In my very first post I introduced you all to my Grandma Caroline.
I have her to thank for my awesome eyebrow arches (its more awesome than you realize) and my strong healthy nails (also another trait that I now have come to really appreciate). She is the reason that I love cooking anything Italian....or just anything in general really. She has always supported me no matter what. She even tried to teach me patience but that is an uphill battle.
Over the last couple of years she has taken a well deserved break from cooking but when I was growing up I remember staying in the kitchen while she would cook all day on Sunday. When she went into the dining room to set the table I always snuck a piece of Italian bread in her gravy. (Italian's way of saying sauce) I am still grateful for my childhood metabolism otherwise I would have been a million pounds after visiting her. Her food wasn't always figure friendly but I have tried to make small tweaks so that its a little better for you. But enough strolling down memory lane, lets get down to the food.
These are my grandma's meatballs (tweaked). Dont worry-For all of you that want to go full force Italian, I will also put what my g-man usually uses. Now-grab all your ingredients.
1 pound of 93/7 Ground Turkey (or 1 lb. of mixed veal, pork, beef)
2 large eggs
1 tsp. minced garlic
2 slices of stale smart white bread (or Italian bread)
a splash of red wine
1 or 2 tsp of locatelli cheese
parsley, basil, salt and pepper (to taste)
*not pictured* healthy chicken broth (or regular chicken broth)
First step is to toast the bread if you don't have stale bread. Then break it apart and soak it in a little bit of chicken broth. Just enough to get wet but not drenched.
Then mix all ingredients in a large bowl.

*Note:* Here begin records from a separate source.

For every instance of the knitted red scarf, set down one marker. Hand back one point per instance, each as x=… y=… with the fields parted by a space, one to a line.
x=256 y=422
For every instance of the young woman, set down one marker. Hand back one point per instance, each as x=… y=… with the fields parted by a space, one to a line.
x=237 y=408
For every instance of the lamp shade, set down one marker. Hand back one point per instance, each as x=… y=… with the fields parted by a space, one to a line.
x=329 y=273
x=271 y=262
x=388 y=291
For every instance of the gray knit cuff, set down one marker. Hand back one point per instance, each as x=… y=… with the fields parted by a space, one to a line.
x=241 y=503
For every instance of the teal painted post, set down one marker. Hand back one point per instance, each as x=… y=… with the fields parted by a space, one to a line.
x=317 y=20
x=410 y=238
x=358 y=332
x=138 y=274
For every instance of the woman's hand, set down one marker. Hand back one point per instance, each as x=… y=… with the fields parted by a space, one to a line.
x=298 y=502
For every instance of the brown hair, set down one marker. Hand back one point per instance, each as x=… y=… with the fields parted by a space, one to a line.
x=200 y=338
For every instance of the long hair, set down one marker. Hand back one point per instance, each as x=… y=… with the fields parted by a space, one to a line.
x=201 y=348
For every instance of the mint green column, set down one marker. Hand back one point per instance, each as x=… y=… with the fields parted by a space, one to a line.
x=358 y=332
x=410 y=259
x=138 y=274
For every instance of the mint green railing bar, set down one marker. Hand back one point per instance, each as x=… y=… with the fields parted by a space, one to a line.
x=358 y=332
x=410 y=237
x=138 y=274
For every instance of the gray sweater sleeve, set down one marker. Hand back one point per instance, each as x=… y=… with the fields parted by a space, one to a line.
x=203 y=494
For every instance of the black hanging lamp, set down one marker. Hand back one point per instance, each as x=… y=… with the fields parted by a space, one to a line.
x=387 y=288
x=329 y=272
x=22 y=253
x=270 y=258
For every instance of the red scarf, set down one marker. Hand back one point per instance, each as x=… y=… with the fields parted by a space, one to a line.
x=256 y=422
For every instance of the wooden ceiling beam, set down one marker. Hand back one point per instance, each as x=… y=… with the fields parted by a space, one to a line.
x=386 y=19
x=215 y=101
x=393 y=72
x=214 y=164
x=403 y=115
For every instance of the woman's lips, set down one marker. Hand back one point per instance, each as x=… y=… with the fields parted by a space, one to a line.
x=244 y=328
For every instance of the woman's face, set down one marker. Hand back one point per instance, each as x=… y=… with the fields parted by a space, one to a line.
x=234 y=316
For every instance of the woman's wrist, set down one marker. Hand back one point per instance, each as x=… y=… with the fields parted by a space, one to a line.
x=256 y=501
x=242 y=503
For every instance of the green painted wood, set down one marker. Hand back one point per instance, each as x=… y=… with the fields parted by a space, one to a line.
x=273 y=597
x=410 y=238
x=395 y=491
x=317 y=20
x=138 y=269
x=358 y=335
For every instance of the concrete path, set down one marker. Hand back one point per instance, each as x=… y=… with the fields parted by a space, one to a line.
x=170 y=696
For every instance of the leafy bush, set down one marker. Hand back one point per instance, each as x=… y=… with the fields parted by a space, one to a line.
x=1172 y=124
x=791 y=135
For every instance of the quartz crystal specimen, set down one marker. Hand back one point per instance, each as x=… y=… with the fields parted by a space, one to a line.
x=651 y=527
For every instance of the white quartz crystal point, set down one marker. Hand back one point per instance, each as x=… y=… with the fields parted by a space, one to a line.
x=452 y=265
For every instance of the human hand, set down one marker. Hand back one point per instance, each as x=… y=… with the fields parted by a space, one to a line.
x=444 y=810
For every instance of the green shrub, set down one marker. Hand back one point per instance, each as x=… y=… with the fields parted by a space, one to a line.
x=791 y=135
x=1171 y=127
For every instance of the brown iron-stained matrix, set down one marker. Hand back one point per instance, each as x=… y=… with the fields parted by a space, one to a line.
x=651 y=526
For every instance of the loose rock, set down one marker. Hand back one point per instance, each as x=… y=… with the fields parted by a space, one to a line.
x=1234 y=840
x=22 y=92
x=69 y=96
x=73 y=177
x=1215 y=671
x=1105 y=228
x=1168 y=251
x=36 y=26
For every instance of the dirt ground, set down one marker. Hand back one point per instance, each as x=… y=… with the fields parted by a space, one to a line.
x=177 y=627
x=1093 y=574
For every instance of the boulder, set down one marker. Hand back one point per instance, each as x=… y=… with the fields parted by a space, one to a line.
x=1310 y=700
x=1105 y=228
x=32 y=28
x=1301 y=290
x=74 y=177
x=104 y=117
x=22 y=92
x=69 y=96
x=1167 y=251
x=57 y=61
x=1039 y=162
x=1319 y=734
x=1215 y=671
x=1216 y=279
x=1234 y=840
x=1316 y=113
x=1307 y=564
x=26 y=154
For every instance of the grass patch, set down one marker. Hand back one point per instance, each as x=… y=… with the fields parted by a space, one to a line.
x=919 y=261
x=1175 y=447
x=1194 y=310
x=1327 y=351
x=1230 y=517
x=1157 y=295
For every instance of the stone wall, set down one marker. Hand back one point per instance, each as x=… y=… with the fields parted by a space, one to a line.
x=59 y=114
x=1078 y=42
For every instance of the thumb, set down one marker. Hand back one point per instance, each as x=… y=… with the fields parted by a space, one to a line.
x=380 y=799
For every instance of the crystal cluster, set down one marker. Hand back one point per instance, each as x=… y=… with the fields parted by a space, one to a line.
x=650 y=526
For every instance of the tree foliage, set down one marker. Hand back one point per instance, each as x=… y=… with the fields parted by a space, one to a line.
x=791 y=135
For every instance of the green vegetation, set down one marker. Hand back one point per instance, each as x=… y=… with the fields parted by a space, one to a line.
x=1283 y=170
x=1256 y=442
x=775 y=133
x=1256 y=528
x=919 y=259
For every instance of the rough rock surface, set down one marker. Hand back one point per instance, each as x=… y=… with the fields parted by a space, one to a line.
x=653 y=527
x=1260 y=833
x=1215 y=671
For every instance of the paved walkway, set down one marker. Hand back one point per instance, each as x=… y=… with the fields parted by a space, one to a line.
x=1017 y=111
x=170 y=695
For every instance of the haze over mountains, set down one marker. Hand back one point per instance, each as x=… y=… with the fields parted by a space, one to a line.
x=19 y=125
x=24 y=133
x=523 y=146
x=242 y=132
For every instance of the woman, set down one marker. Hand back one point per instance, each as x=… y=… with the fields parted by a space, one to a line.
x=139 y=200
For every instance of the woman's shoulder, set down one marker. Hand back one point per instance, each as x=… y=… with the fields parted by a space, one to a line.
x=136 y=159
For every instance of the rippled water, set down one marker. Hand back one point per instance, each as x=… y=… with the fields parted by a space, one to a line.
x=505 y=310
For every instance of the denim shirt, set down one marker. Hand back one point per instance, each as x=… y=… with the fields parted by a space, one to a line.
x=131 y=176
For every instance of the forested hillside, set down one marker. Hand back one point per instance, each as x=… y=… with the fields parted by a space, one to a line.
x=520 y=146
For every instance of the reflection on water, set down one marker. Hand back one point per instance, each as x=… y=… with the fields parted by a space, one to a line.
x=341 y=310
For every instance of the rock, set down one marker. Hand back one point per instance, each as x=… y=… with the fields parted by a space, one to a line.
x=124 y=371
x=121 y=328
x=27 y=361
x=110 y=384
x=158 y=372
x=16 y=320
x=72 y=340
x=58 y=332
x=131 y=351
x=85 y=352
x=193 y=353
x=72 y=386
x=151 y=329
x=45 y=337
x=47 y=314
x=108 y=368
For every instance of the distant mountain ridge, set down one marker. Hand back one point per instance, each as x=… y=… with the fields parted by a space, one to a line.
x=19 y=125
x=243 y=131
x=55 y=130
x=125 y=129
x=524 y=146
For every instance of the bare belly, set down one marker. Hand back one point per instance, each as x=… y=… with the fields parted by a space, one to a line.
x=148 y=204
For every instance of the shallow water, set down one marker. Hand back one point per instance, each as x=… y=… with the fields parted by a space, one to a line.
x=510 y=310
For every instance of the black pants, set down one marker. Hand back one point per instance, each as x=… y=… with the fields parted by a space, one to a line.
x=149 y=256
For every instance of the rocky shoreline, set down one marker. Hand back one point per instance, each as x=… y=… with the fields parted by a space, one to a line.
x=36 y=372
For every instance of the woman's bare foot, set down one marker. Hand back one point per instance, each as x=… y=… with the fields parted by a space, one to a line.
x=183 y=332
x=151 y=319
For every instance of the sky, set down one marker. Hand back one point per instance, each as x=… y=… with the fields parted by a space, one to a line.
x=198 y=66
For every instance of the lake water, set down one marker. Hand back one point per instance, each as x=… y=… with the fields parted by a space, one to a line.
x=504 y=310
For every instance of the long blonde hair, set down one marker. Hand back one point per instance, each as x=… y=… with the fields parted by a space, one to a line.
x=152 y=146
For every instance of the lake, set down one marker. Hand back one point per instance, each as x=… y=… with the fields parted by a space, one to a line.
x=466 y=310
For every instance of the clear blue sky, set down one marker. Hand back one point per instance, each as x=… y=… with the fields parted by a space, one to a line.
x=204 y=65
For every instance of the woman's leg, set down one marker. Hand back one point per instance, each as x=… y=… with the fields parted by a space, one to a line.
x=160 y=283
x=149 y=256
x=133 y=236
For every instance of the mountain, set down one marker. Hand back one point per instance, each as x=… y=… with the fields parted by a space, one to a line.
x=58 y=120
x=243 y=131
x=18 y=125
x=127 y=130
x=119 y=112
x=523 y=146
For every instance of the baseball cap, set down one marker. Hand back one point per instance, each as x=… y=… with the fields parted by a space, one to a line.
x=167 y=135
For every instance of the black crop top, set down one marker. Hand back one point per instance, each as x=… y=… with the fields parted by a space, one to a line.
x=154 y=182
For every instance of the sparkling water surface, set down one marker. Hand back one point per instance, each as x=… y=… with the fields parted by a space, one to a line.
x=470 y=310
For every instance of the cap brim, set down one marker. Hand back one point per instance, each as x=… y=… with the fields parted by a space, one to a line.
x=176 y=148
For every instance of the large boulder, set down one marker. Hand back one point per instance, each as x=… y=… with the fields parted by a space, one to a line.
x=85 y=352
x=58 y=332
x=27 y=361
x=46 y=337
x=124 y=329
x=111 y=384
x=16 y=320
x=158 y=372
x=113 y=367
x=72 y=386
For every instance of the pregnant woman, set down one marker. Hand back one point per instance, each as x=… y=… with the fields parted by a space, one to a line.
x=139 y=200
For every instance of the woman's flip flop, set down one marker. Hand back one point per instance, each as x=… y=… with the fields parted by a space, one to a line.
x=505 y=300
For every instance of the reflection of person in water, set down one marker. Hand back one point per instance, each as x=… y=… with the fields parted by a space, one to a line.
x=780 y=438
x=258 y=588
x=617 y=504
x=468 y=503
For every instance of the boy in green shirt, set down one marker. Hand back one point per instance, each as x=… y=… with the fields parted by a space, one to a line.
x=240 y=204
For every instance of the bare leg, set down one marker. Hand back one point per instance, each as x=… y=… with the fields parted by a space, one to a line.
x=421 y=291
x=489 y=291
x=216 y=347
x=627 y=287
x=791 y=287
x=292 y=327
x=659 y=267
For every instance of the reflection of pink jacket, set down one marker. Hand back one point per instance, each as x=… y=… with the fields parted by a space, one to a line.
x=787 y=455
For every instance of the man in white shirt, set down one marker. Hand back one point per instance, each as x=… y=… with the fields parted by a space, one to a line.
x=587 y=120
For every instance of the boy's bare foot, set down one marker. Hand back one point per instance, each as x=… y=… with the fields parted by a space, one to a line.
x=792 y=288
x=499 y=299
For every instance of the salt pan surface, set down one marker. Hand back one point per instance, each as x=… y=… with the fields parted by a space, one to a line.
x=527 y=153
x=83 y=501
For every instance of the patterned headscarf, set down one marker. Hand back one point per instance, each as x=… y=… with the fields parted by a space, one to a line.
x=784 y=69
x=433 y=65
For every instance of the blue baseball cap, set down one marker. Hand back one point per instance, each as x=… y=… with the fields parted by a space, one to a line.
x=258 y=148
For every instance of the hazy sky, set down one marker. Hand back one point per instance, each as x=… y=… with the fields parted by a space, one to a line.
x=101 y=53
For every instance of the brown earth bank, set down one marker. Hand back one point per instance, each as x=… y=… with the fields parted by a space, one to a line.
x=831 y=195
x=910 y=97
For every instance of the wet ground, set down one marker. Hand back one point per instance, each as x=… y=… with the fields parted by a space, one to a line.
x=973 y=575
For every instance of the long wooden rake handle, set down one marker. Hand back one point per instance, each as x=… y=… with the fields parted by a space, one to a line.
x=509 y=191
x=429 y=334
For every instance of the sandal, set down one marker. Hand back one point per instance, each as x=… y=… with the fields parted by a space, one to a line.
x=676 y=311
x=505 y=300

Mix well. I use my hands but you can use a fork if you want. Next heat a large skillet. I used healthy cooking spray but you can use oil. While it is heating start forming the meat into balls to brown in the skillet.
Will you look at that demonstration technique. I am a natural Vanna White. I muse have missed my calling. :)
After they have browned, place in your favorite sauce (I use my grandma's recipe but I'm not quite sure if I'm ready to give that one up yet), cover and simmer for at least 45-60 minutes. After that, they are good to go.
Yum! I love them and so does Tim. We worked out the healthier recipe and if you make 16 meatballs the calories come out to 70 per meatball. Not too bad for the size of them. They are so filling too.
So try it out and let me know how it goes! Have you made over any recipes so they are a little easier on the waistline. I have made that my latest mission in the steps towards being healthier.